In the field of art, the Orthodox Church, and in particular the Bulgarian Orthodox Church possesses priceless treasures - the icons.
The word icon has Greek origin (eikon), meaning Image or Portrait.
Iconography is an art originated in Byzantium during the 4th century and
spread in the entire orthodox world.
In the beginning every image of the Savior, The Mother of God and the Angels whether it might have been a sculpture or a painting was called an icon. Today the icon is more than just an image. It is an object, organically involved in the liturgy and it is why the Orthodox Church gives a special meaning to it. Its change with naturalistic or abstract paintings is inadmissible, because it carries spiritual peace and calmness and in most cases when the faith is involved, it is a cure for the body and soul.
The Bulgarian iconography was born almost a century after the adoption of Christianity as religion in Bulgaria, which happened officially in the middle of the 9th century.

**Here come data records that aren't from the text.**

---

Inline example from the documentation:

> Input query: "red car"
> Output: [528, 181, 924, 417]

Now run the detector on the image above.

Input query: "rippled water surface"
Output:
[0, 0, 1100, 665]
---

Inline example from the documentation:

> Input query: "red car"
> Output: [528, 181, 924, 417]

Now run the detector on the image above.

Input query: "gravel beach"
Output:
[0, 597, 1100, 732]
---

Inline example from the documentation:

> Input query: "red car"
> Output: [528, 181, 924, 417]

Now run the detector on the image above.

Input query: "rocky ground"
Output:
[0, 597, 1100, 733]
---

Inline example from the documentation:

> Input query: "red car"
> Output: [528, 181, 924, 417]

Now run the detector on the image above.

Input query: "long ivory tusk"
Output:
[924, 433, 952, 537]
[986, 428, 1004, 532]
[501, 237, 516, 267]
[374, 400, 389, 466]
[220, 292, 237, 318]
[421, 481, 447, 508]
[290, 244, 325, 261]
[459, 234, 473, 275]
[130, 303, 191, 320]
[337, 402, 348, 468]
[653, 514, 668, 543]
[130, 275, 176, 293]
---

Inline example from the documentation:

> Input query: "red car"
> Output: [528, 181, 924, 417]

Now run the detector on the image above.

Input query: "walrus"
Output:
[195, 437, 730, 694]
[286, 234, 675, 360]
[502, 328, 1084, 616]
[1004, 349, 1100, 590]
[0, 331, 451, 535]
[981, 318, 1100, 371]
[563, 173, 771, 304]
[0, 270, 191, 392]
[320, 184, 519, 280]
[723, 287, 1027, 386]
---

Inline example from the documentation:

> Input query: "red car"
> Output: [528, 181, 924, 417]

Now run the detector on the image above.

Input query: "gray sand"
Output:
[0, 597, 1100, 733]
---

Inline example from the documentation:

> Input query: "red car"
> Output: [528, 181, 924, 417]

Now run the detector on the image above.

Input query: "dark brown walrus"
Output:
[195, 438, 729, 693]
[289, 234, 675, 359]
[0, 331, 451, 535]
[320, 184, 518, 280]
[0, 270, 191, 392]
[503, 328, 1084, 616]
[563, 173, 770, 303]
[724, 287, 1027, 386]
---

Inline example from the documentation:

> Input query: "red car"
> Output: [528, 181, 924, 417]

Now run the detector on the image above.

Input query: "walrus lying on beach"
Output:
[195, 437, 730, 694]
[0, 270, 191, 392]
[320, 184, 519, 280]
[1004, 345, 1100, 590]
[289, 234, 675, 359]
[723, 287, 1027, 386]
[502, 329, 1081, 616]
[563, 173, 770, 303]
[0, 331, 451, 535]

Thanks to its backwardness in apostasy, Bulgaria - being unaware of it - happens to be the last fortress of the true iconography in the first half of the 19th century.
Many iconographic schools were founded in Bulgaria throughout the centuries. The most famous of them were Bansko, Tryavna and Samokov schools with their significant representatives - Dimitar Ikonomov, Dimitar Hristov from Samokov and Ioanikii Vitanov from Tryavna.
The iconographic art in north-east Bulgaria created from the 16th to the 18th centuries is diverse and at the same time controversial. This controversy comes from the collision of the conservative traditions with the spreading of the new influences which change the aesthetic criterion. The deviations from the style of the middle age masterpieces come in the form of miniaturization as in "Saint George and Saint.Dimitar" icon, 17th century, in the figures being more geometric which leads to more dry images, as in "Saint Atanasii" icon, 17th century. The new ideas in iconography are seen also in the calligraphic drawing of the hair - "Saint Atanasii" icon, 18th century, and in the plastic decoration of the nimbus.
The plating of the icons with silver comes in the Balkan countries from Byzantium soon after their adoption of Christianity. The altar crosses are made after the patterns imported from Constantinople, Aton, and Russia. Often they are ready made filigree details by which the inner wood cross is plated, ornate with miniature relief. The censers and the icon-lamps are part of the church plates which repeats the forms of ancient oriental torches and scent vessels.
In north-east Bulgaria mainly masters of art from the Tryavna school worked - Dosio Koiov, Zaharia Tzaniov, Dimiter Kanchov, etc. Plots with historical themes also appear - "St. Cyril and St. Methodius" icon - 1867 by Dosio Koiov; new aesthetical approaches also find its way - "St. 40 Martyrs" icon from 1849 by priest Dimiter Kanchov. New enlivened faces appear - "Virgin Mary" by Kancho Ivanchov, "Jesus Christ" by Zaharia Tzaniov - 1846. Gradually the golden backgrounds of the icons disappear and the strict canons remain in the past. Real people in real surrounding are painted.
In the 19th century less famous masters of art work in Varna. Not all of them signed their works. Unknown are also the masters of art of the wonderful wood-carved arks, the gates of the king and the cross above the iconostasis belonging to the churches of the Varna and Preslav bishops.
To understand the meaning of the orthodox icon worship one should know how each icon was born. Valuable sources for this are the lives of the saints. Today it is widely considered that the church creates an icon of someone only after one’s canonization. In fact, the first official canonization in Byzantium took place in the 14th century, referring to St. Gregory Palamas. He was proclaimed as saint by patriarch Philotei Kokinos several years after his death and, of course, his veneration was already a fact in Solon and the region. This does not mean, though, that the church had not proclaimed saints before that or that it had not represented them on icons. Until then, and even many centuries after that, the only criterion for someone’s sainthood was the unanimous worship on behalf of a clergy or people attesting by their unanimity for one’s pious and devout life.
Most of the icons were created spontaneously by grateful Christians during the lifetime of the saint or soon after that. The personal history, the sainthood of the particular man was the basis of each icon.
An example of a saint painted during his lifetime is St. Simeon Stulpnik who lived in Syria during the 5th century. Teodorit Kirski who writes his Church history 15 years before the death of the saint (459) tells that his glory was so big that many people from all over the Christian world came to visit him. And the craftsmen in Rome hung over the doors of their workshops a small icon representing him used for protection.